Crisis response teams in the education sector are the most likely to pay a ransomware demand, according to a recent report from cybersecurity firm Immersive Labs.
The study analysed the cyber knowledge, skills and judgment of more than 2,000 organisations during “crisis scenarios” on Immersive Labs’ training platform.
Over the course of half a million exercises and simulations, the Bristol-based company found that ransomware attacks caused the greatest level of uncertainty among cyber crisis response teams.
Ransomware is a form of cybercrime wherein the attacker encrypts data from the victim and threatens to either publish or destroy it unless the victim pays a ransom fee.
While 25% of crisis response teams working for education sector companies paid the ransom, 0% working in infrastructure succumbed to the demand.
In an encouraging sign for the UK fintech sector, financial service teams were the second-least likely to pay, with just 13% choosing to part with cash.
Some 18% of government crisis response teams paid the ransom demand, “despite official guidance in most countries stating not to”.
“Ransomware is an immediate threat. And when we have an immediate threat, that has an impact on the way that our brain starts working,” Rebecca McKeown, director of human sciences at Immersive Labs, told UKTN.
According to McKeown, part of what makes these types of cyberattacks so difficult to deal with is the psychological aspect.
Ransomware criminals usually give the victim a limited time to pay the demand before publishing or destroying the stolen files.
“The fight or flight mechanism kicks in. As soon as you’re in that situation, your ability to think is very narrowly focused,” McKeown explained.
“If you’re in that sort of situation, and you have that going on in your mind, you’re not necessarily considering all of the different options available to you.”
McKeown added that ransomware attacks are particularly dangerous due to the limited experience of in-house cybersecurity teams compared with other dangers.

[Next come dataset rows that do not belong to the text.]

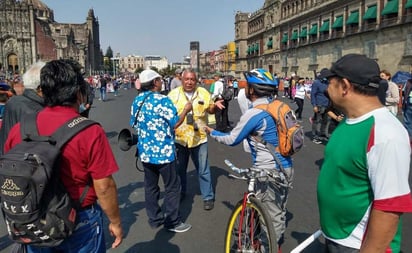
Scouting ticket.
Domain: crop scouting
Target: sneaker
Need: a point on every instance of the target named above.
(316, 141)
(180, 228)
(156, 226)
(208, 204)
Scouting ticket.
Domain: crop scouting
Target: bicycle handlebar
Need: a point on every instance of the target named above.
(236, 169)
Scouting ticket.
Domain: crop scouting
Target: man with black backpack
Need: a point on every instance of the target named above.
(259, 128)
(84, 169)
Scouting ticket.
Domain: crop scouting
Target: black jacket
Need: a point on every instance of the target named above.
(28, 102)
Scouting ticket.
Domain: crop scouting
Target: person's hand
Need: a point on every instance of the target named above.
(117, 232)
(188, 107)
(339, 118)
(208, 129)
(219, 104)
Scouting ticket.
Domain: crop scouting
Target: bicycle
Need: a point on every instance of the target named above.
(250, 227)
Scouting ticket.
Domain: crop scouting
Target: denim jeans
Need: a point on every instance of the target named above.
(407, 118)
(199, 157)
(170, 218)
(103, 93)
(88, 236)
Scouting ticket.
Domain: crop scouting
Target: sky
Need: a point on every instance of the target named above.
(157, 27)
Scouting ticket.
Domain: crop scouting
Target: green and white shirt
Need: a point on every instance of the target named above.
(366, 166)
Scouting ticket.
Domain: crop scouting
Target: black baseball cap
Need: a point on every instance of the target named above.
(356, 68)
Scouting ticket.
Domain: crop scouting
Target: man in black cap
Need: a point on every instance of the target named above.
(363, 186)
(320, 103)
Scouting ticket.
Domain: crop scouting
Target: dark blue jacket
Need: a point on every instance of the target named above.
(317, 94)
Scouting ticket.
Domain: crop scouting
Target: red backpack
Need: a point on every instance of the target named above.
(290, 132)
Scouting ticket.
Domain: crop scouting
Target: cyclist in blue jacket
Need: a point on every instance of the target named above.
(260, 89)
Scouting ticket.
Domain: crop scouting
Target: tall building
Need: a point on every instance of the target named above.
(28, 33)
(303, 36)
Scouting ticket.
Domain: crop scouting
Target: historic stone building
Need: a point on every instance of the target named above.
(28, 33)
(303, 36)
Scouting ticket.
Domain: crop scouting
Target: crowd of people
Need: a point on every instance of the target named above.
(360, 199)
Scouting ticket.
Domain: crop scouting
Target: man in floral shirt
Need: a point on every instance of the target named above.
(154, 117)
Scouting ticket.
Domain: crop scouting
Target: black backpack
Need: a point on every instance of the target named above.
(35, 204)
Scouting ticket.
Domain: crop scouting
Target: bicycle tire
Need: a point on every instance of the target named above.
(262, 236)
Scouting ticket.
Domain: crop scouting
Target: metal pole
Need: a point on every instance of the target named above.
(307, 242)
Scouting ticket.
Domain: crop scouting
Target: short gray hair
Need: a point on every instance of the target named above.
(31, 78)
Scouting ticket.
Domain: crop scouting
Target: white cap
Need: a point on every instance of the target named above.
(148, 75)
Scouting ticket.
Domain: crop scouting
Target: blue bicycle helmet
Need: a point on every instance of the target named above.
(260, 77)
(262, 81)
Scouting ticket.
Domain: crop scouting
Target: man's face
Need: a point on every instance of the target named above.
(189, 81)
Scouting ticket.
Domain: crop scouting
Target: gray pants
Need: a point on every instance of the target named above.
(275, 197)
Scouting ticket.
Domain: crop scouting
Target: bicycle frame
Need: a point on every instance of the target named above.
(251, 202)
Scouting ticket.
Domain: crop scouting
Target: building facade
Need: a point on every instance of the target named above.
(304, 36)
(29, 33)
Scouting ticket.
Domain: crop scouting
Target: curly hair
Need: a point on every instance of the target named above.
(61, 81)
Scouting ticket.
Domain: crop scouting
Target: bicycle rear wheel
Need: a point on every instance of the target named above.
(250, 230)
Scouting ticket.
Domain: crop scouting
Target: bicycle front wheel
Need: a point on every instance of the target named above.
(251, 229)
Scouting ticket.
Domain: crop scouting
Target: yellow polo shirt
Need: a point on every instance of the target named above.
(186, 135)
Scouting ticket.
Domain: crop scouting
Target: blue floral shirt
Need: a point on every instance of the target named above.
(154, 127)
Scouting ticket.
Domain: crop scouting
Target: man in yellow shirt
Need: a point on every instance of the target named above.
(191, 139)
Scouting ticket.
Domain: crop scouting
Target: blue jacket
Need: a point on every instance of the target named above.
(317, 94)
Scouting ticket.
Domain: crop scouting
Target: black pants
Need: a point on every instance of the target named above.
(299, 110)
(222, 117)
(170, 215)
(320, 121)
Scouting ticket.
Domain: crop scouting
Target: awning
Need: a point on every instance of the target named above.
(325, 26)
(303, 32)
(353, 18)
(371, 12)
(294, 35)
(338, 22)
(270, 42)
(285, 38)
(390, 7)
(314, 29)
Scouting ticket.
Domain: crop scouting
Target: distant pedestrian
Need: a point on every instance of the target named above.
(103, 87)
(320, 103)
(30, 101)
(177, 80)
(392, 94)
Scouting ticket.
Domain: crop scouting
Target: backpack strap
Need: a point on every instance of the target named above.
(59, 138)
(69, 129)
(29, 130)
(272, 148)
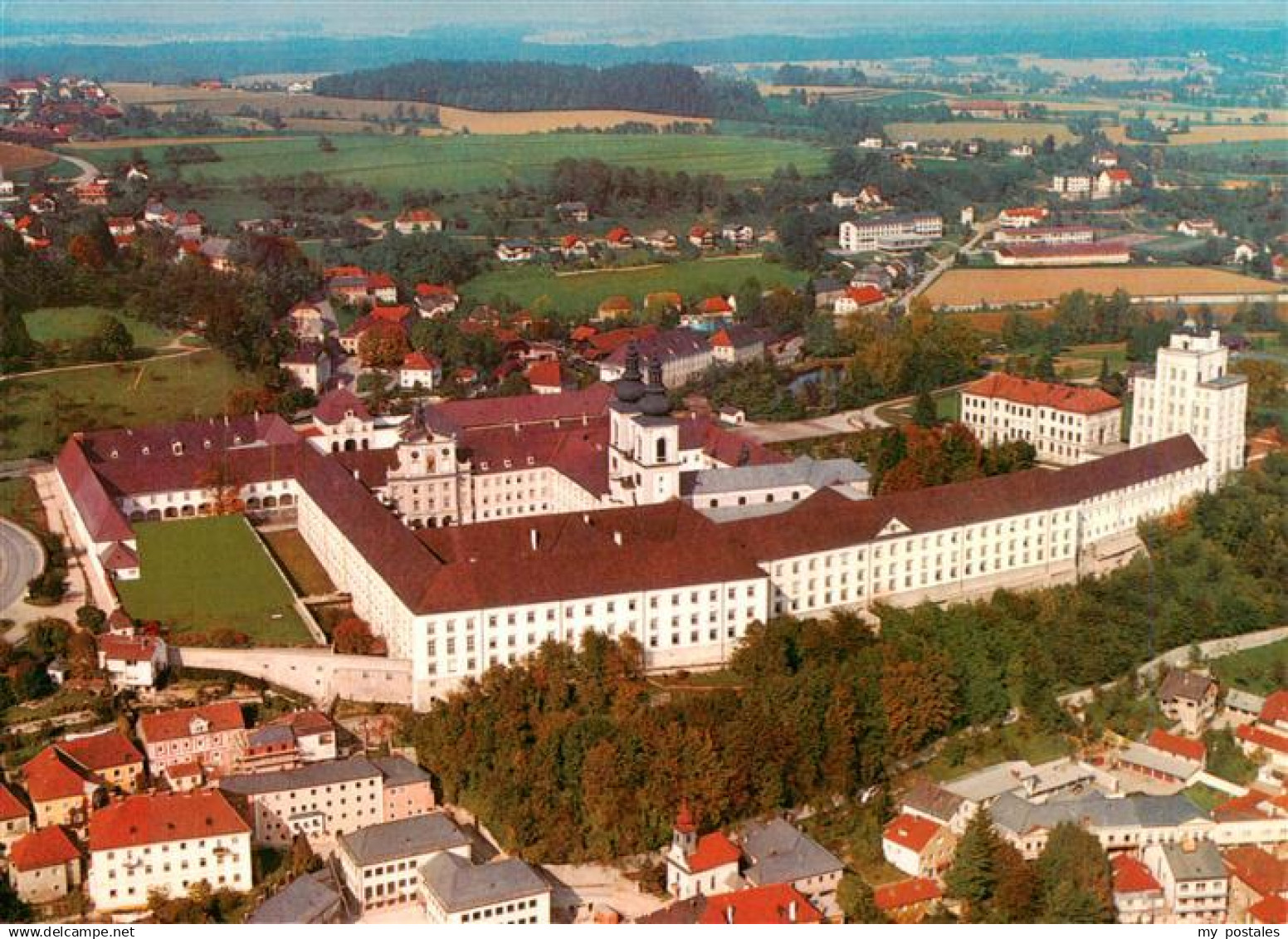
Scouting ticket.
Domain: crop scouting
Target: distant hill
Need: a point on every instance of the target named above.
(660, 88)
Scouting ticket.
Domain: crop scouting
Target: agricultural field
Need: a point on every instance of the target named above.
(39, 411)
(14, 158)
(70, 324)
(210, 574)
(471, 163)
(581, 292)
(993, 287)
(959, 132)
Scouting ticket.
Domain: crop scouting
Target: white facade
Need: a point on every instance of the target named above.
(1193, 392)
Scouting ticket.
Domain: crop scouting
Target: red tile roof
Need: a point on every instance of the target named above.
(11, 806)
(163, 817)
(1043, 394)
(128, 648)
(1132, 878)
(102, 751)
(42, 848)
(1276, 707)
(905, 893)
(1260, 869)
(1178, 746)
(1262, 738)
(911, 831)
(172, 726)
(776, 904)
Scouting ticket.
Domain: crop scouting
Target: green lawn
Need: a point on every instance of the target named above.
(207, 574)
(37, 413)
(69, 324)
(1261, 670)
(468, 163)
(583, 292)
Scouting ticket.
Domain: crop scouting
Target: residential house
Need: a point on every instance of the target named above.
(695, 864)
(1194, 880)
(457, 892)
(46, 866)
(1188, 697)
(417, 221)
(1138, 894)
(420, 371)
(14, 817)
(210, 735)
(408, 790)
(917, 847)
(382, 863)
(165, 843)
(907, 901)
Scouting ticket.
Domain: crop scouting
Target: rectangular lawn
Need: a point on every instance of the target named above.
(207, 574)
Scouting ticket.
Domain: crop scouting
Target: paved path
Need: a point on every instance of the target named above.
(21, 560)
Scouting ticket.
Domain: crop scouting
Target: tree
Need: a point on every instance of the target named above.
(856, 899)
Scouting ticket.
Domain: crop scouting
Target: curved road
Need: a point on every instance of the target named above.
(21, 560)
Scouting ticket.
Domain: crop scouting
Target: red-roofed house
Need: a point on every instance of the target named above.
(200, 834)
(916, 845)
(132, 661)
(212, 735)
(14, 817)
(420, 371)
(695, 864)
(46, 866)
(1138, 896)
(907, 901)
(1063, 423)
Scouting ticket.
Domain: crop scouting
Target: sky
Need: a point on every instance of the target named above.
(586, 21)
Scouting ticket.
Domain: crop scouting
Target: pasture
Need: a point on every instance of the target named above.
(581, 292)
(960, 132)
(473, 161)
(39, 411)
(964, 289)
(210, 574)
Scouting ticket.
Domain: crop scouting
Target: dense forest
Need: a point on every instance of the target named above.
(576, 755)
(660, 88)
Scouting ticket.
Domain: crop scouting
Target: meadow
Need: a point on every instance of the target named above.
(581, 292)
(469, 163)
(209, 574)
(993, 287)
(37, 413)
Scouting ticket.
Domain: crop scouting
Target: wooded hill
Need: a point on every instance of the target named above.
(660, 88)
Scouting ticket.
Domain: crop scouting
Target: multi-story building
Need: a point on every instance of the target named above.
(214, 736)
(503, 892)
(317, 799)
(165, 843)
(1192, 390)
(1194, 880)
(1066, 424)
(890, 232)
(382, 863)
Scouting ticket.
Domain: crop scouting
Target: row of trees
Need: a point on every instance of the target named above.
(573, 755)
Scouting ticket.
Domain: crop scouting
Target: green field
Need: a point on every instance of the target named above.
(209, 574)
(69, 324)
(468, 163)
(37, 413)
(583, 292)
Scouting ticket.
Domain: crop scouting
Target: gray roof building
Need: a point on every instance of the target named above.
(308, 899)
(781, 854)
(310, 775)
(460, 885)
(408, 838)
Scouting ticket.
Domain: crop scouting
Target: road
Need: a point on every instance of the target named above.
(21, 560)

“There’s a lot of information about different sort of threats that come in, and you can prepare in that sort of respect, but ransomware takes it to another level.”
The risks presented by ransomware attacks are also potentially greater for early-stage startups, which typically focus more resources on growth.
McKeown said: “If you are a small startup and you have a smaller response team or you don’t necessarily have a full-on crisis response team then that is going to magnify the impact.”